ExtMig is an open-source CLI tool built to simplify and automate migration workflows in TypeScript-based Node.js projects. Born from the friction of managing database migrations manually across environments, ExtMig gives developers a structured, reproducible way to run, track, and roll back migrations from a single command.

The project was built with a strong focus on developer experience — TypeScript-first configuration, clear CLI output, and an extensible architecture that fits into existing toolchains without forcing a specific setup.

Published openly on GitHub, ExtMig reflects a commitment to building tools that solve real problems in real development workflows, and contributing back to the open-source community.

Key Features

Automated Migration Execution

Run, rollback, and dry-run migrations from a single CLI command with clear output and error reporting.

🔧

TypeScript-first Config

Configuration and migration files are written in TypeScript, giving you full type safety and IDE support out of the box.

🔌

Extensible Plugin System

Add custom hooks before and after each migration step to integrate with your existing toolchain.

↩️

Safe Rollback Support

Every migration defines an up and down function, enabling clean and predictable rollbacks in both development and production.

Tech Stack

TypeScriptNode.js

Architecture

ExtMig is structured as a Node.js CLI with a plugin-based architecture. Each migration step is represented as an atomic unit, enabling rollback and dry-run support. The tool reads configuration from a local extmig.config.ts file and resolves migration files in order. The execution engine wraps all steps in a transaction boundary and maintains an internal state machine that tracks executed vs. pending steps.

Challenges & Solutions

The hard problems — and how I solved them.

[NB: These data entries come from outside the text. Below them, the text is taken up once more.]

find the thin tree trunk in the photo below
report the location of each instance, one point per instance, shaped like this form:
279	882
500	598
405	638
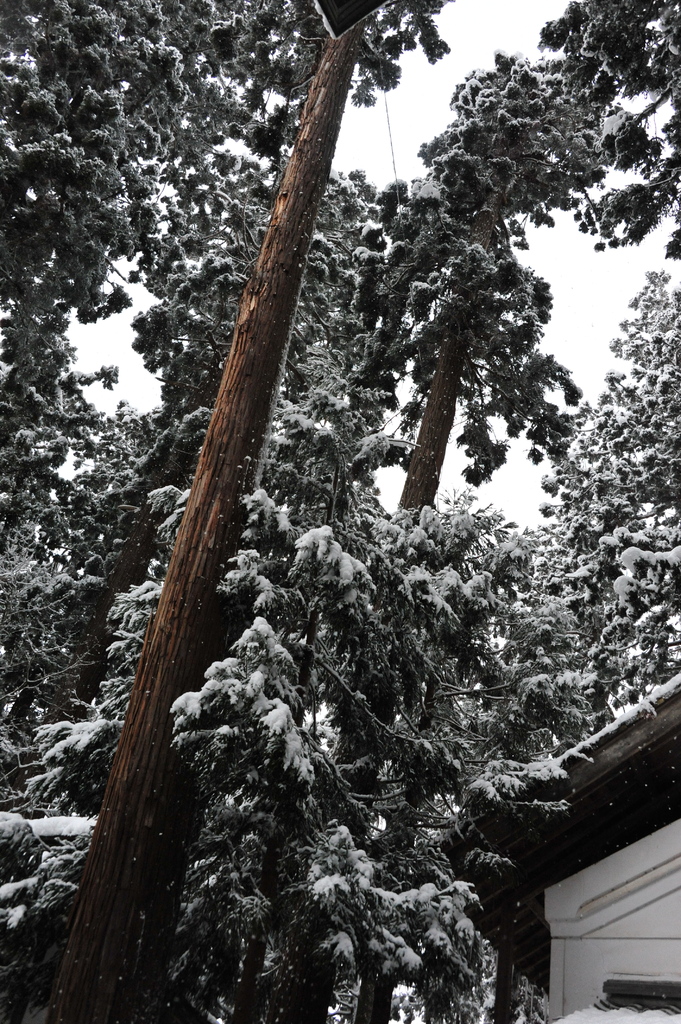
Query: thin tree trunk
426	464
122	927
381	1010
363	1013
246	998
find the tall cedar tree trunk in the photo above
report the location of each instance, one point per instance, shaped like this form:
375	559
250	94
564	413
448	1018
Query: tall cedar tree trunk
374	1000
122	927
304	984
426	464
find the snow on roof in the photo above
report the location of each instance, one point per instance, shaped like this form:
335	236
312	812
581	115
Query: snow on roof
596	1015
644	709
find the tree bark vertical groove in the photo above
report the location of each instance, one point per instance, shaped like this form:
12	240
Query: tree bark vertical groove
122	926
426	464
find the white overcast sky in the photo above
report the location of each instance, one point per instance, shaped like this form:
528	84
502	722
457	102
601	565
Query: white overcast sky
591	290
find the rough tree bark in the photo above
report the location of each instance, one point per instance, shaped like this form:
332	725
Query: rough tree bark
89	665
122	926
426	464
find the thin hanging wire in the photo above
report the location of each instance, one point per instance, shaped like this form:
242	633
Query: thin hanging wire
394	166
392	148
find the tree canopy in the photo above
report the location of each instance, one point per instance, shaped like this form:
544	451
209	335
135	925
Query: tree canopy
381	678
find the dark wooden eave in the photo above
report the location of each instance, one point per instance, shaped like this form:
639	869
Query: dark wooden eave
629	786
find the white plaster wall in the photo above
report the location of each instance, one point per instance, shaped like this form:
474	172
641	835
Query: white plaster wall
618	919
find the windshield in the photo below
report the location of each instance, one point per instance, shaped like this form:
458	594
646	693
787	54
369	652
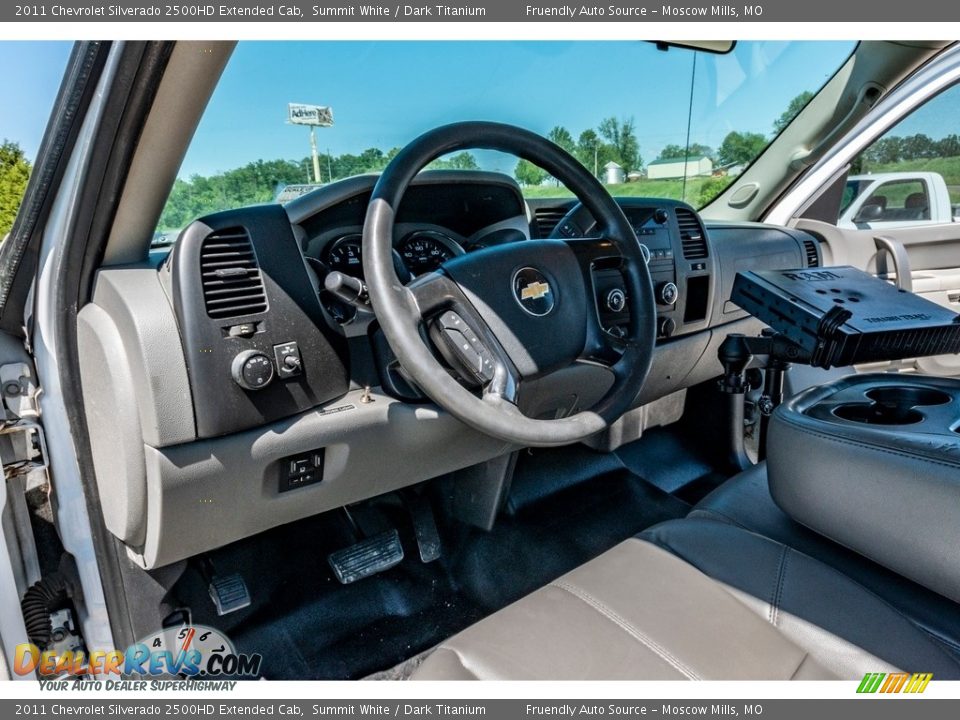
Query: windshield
676	124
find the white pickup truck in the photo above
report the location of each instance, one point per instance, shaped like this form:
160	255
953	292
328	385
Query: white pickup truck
896	199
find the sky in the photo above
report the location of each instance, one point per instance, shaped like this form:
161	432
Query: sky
385	93
29	80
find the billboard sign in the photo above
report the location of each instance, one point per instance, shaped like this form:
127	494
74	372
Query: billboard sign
316	115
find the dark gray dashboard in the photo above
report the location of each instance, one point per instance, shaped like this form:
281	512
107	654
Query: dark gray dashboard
189	459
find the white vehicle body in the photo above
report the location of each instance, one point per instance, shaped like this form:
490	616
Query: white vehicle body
896	199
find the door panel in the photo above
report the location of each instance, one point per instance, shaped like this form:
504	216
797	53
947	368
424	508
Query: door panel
933	252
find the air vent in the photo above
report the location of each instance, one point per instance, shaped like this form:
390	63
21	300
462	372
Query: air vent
692	235
547	219
232	285
810	250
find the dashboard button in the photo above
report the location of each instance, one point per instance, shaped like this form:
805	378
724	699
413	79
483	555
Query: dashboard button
667	293
289	362
252	370
616	300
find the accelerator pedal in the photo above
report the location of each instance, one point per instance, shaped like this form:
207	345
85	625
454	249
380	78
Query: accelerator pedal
229	593
424	527
367	557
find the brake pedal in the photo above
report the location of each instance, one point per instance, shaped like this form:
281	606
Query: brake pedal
367	557
229	593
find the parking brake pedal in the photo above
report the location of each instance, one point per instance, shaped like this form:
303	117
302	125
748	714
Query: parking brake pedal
367	557
229	593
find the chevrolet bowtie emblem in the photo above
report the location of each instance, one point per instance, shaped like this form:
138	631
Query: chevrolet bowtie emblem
534	291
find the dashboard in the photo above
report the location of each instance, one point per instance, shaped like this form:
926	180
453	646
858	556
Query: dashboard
248	397
442	216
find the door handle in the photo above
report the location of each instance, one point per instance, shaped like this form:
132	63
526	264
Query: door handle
887	246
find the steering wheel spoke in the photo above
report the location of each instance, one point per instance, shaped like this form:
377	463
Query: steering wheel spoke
462	337
611	303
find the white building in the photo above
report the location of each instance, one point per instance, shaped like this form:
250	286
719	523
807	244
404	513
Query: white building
671	168
613	173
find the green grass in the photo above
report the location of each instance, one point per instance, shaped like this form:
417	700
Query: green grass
948	167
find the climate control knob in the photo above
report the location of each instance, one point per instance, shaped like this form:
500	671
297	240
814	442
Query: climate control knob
667	293
666	327
252	370
616	300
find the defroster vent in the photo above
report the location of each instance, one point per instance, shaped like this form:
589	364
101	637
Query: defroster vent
547	219
691	234
232	284
810	251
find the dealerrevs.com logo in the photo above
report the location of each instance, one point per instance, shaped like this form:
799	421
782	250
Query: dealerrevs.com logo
187	651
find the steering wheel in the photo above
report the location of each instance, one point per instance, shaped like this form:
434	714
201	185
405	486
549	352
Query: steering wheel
515	312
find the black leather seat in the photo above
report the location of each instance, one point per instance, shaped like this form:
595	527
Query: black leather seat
745	502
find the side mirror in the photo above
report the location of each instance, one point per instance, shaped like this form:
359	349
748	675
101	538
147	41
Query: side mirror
870	212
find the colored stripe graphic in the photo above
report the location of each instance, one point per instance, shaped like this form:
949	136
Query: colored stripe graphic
894	683
870	682
918	683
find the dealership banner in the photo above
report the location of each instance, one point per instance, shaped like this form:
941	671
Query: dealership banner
320	11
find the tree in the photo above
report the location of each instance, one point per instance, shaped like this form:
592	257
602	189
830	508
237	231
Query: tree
740	148
588	151
461	161
14	173
793	109
562	137
529	174
622	136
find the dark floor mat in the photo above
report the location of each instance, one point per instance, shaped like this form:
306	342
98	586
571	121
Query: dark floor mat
309	626
567	505
545	540
666	459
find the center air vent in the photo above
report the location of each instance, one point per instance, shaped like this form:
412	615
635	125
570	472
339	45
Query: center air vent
692	235
547	219
810	251
232	285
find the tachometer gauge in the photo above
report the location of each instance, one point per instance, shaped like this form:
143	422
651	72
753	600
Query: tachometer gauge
346	256
426	250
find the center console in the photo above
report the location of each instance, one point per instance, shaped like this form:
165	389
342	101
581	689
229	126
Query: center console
873	462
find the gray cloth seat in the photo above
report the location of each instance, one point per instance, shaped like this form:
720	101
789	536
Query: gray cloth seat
745	502
697	598
636	612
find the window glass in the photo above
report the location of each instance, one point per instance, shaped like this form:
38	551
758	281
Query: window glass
647	122
911	175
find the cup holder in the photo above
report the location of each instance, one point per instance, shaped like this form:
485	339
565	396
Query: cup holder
892	405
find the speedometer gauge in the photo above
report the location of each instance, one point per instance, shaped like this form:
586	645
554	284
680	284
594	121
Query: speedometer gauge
345	255
426	250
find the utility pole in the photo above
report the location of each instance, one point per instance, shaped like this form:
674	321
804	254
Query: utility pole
313	116
316	157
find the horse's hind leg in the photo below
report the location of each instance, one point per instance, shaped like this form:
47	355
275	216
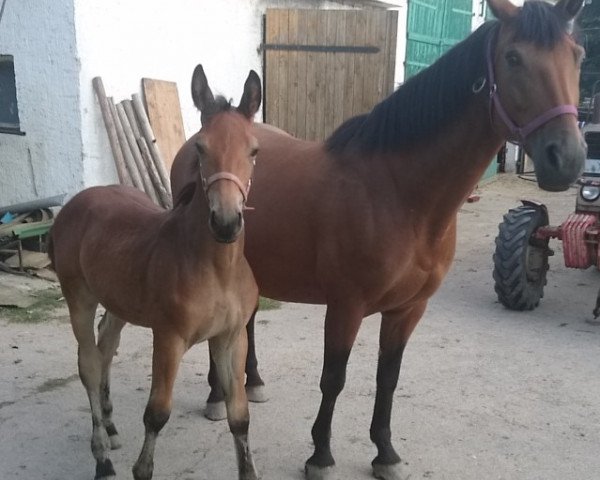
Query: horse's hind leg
168	350
229	355
396	328
82	315
109	335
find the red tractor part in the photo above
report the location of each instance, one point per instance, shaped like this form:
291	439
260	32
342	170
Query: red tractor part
579	234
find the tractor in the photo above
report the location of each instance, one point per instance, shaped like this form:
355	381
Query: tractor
522	244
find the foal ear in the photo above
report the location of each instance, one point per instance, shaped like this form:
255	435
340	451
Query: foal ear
503	10
251	97
201	93
568	9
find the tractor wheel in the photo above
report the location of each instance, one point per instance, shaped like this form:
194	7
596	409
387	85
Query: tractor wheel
520	260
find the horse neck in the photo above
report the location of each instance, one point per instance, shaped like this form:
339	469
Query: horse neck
197	244
435	178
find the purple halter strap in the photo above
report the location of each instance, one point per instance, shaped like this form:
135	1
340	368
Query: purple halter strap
520	133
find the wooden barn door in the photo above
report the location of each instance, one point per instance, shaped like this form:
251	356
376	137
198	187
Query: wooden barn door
325	66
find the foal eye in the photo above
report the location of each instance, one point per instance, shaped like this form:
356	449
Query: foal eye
513	58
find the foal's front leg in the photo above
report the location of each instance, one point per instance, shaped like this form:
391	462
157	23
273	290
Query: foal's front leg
255	386
229	354
396	328
166	357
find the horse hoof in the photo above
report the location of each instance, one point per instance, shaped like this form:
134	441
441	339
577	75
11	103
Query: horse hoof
389	472
312	472
256	393
215	411
115	442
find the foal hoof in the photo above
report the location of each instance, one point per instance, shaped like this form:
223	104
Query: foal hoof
389	472
215	411
105	470
312	472
115	442
256	393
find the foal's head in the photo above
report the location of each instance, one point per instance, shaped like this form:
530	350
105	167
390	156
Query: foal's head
536	63
226	152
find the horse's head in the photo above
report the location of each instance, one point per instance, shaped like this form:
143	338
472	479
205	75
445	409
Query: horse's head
535	92
226	152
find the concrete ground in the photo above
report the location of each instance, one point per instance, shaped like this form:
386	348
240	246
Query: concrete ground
484	393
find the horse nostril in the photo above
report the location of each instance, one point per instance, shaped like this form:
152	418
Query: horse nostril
553	154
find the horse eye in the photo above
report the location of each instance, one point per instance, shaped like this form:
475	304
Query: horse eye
513	58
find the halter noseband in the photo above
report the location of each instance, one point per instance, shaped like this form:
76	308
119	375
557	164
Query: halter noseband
520	133
208	182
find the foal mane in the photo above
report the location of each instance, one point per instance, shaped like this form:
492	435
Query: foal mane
433	98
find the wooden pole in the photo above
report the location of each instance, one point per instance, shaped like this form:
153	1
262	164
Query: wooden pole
137	156
165	198
146	129
111	130
129	162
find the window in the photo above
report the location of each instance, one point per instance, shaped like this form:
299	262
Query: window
9	112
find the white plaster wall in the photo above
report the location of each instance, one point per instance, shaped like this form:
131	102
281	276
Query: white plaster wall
40	34
125	40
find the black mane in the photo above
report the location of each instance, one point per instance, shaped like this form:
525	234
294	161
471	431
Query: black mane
430	100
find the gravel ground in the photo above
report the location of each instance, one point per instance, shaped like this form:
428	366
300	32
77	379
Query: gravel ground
484	393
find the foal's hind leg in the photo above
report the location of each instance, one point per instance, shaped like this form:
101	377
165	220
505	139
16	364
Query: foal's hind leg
82	315
109	335
166	357
229	355
396	328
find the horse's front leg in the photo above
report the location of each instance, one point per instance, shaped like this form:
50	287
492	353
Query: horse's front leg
255	390
166	357
109	336
341	328
229	354
396	328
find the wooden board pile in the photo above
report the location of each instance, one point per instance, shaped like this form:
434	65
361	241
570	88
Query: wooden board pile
137	157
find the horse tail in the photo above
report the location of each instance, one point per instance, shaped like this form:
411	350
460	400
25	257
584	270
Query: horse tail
50	248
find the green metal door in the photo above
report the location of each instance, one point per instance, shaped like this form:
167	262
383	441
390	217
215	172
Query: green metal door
434	26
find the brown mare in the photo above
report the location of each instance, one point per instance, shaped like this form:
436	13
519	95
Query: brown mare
181	273
366	222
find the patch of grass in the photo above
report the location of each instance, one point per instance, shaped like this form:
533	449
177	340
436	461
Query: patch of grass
268	304
47	301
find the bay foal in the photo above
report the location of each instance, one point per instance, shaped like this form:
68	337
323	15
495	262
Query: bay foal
181	273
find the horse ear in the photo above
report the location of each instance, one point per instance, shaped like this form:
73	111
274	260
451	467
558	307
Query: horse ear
503	10
568	9
251	97
201	93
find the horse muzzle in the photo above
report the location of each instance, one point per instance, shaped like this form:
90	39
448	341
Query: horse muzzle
558	152
225	227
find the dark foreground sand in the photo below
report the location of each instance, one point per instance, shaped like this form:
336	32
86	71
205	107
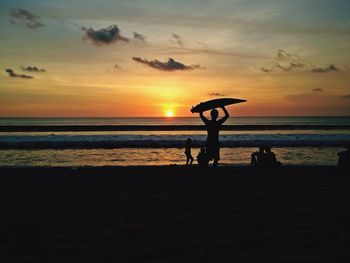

Ensuring atomic rollback across multiple steps

The hardest part was designing the execution engine so that if any step fails mid-run, the entire batch rolls back cleanly without leaving the database in a partial state. I solved this by wrapping all steps in a transaction boundary and building an internal state machine that tracks executed vs. pending steps.

TypeScript config resolution at runtime

Loading a extmig.config.ts file at runtime required dynamic compilation using ts-node/esm. Handling both CJS and ESM module formats without forcing the user to reconfigure their project was a non-trivial compatibility challenge that required careful module detection logic.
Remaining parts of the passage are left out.